The NVL72 system is equipped with 9 NVSwitch trays, each containing 2 NVLink switch chips. Each chip supports a rate of 4 * 1.8TB/s, totaling 7.2TB/s capacity, which translates to 57.6Tbps. This capacity is slightly higher than the popular TH5 chip’s 51.2Tbps. Each NVSwitch tray provides an NVLink capacity of 2 * 4 * 1.8TB/s = 14.4TB/s.

The GB200 utilizes NVLink 5.0, with each B200 chip interconnected to NVLink switch chips via 18 NVLink 5.0 connections. Therefore, an NVL72 unit has 72 * 18 = 1296 NVLink 5.0 ports, with each port offering bidirectional 100GB/s, consisting of 4 pairs of differential signal lines. Each pair is connected by a copper cable, resulting in 1296 * 4 = 5184 physical connections.

As depicted, all 9 NVSwitch trays in a GB200 NVL72 cabinet are used to connect 72 B200 chips. Each B200 chip is linked to 18 NVSwitch chips via a single NVLink 5.0 bidirectional 100GB connection. Each NVSwitch chip supports 7.2GB bandwidth, corresponding to 72 NVLink 5.0 connections, thus accommodating the deployment of 72 B200 GPUs. There are no additional NVLink interfaces for expanding to larger clusters.

The NVLink network within the GB200 NVL72 forms a fully interconnected state, achieving full interconnectivity for 72 B200 chips via a single NVSwitch hop. Each switch chip has 4 NVLink ports, with each port paired with 72 copper cables, significantly reducing optical communication power consumption and cost, and saving up to 20KW per system. The internal communication structure of the NVL72 is illustrated in the following diagram:

Non-NVLink Network (RDMA + High-Speed TCP Network)

Each compute tray includes 4 OSFP slots and 2 QSFP slots. The network port layout on the compute tray’s front panel is shown below:

1. The 2 QSFP slots, supported by Bluefield-3 DPU, provide 400G/800G ports for high-performance TCP/storage network interconnectivity, forming the front-end network proposed by NV.

b. The 4 OSFP slots, with CX7/CX8 800G/1.6TB ports, support the GB200’s external expansion using RDMA network communication, constituting the back-end network proposed by NV.
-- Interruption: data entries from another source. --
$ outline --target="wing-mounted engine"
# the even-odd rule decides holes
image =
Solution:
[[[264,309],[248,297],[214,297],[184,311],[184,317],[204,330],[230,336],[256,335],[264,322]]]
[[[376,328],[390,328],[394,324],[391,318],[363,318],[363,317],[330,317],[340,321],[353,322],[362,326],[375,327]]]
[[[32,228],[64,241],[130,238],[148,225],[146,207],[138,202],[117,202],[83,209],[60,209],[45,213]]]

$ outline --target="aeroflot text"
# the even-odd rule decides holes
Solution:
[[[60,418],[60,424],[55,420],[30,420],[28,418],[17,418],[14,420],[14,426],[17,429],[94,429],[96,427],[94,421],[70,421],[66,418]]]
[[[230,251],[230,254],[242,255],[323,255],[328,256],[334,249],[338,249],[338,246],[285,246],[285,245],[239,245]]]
Due to design architecture, transmission costs, and chip capabilities, NV currently provides a pure NVLink networking solution for a maximum of 576 GPUs, equivalent to 8 GB200 NVL72 units. For further expansion of AI training/inference clusters, RDMA networks are required. NVLink 5.0 achieves a 100GB/s bandwidth per GPU, with 18 connections per GPU, totaling 1.8TB/s bandwidth. RDMA’s current fastest single port rate is 200GB/s (1.6Tbps), which does not match NVLink’s speed.

Power Configuration

Overall Rated Power Consumption: The system has an overall rated power consumption of 120KW. It is configured as 2N with 4+4 (or 4+2) power shelves, each supporting 33KW. Each power shelf can accommodate six 5.5KW PSU units, providing 5+1 redundancy.
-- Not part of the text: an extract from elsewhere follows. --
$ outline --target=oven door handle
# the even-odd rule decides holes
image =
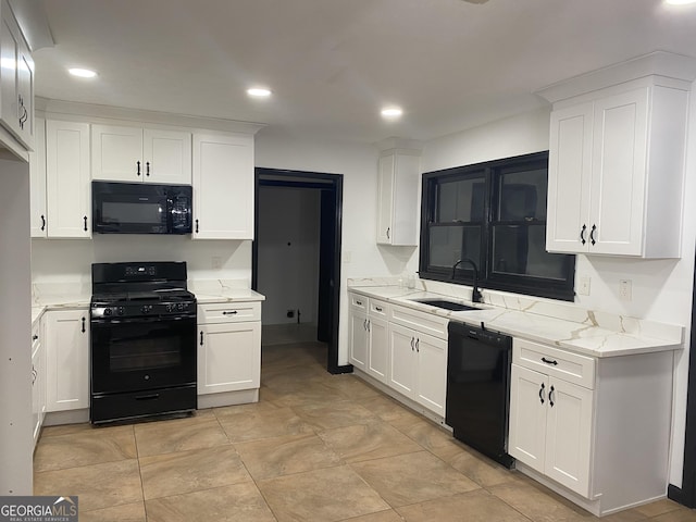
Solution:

Power Shelf Specifications: The power shelves utilize OCP’s ORv3 HPR power shelf, boasting over 97.5% power efficiency, thus reducing power losses during the AC-DC conversion process. Additionally, it uses 48V/50V low-voltage DC output for each slot, which offers lower power transmission losses compared to the traditional 12V output.

Rack Input Power Standard: The rack input power conforms to OCP’s ORv3 HPR standard, with an AC input of 415V. Each slot is directly connected to the rack’s busbar via hard connections.
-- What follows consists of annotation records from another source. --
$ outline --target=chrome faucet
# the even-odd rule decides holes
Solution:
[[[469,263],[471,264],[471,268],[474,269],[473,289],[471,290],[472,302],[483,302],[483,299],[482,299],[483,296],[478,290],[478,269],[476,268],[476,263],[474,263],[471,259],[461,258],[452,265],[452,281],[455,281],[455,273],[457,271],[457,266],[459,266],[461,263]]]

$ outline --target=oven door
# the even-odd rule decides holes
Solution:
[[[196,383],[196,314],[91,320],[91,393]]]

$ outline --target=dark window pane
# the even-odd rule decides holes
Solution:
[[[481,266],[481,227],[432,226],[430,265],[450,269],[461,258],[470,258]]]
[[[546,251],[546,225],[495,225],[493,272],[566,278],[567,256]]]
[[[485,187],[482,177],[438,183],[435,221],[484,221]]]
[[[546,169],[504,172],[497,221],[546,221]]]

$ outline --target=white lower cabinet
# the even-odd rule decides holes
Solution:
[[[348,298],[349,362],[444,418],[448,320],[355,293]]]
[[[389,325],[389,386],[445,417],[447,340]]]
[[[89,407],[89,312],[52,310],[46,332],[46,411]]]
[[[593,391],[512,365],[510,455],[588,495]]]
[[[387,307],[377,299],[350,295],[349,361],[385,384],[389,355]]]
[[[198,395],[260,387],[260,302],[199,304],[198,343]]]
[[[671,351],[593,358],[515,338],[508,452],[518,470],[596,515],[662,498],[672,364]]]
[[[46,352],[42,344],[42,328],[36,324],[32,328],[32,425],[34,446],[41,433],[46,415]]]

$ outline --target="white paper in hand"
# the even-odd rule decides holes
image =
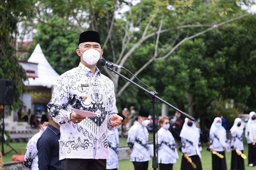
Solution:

AC Input Configuration: On the AC input side, the system uses ORv3-defined 7-pin connectors. The diagram below shows two different connector standards (left for North America, right for Europe). Based on the power shelf’s 33KW support, each input likely adheres to a 125A breaker standard.

Upstream AC Input Connections: The upstream end of the AC input uses standard industrial connectors, compliant with IEC 60309-2 standards and rated IP67. These mobile industrial plugs support a 125A breaker. Depending on the phase voltage, you can choose between 3-pin 125A or 5-pin 125A configurations.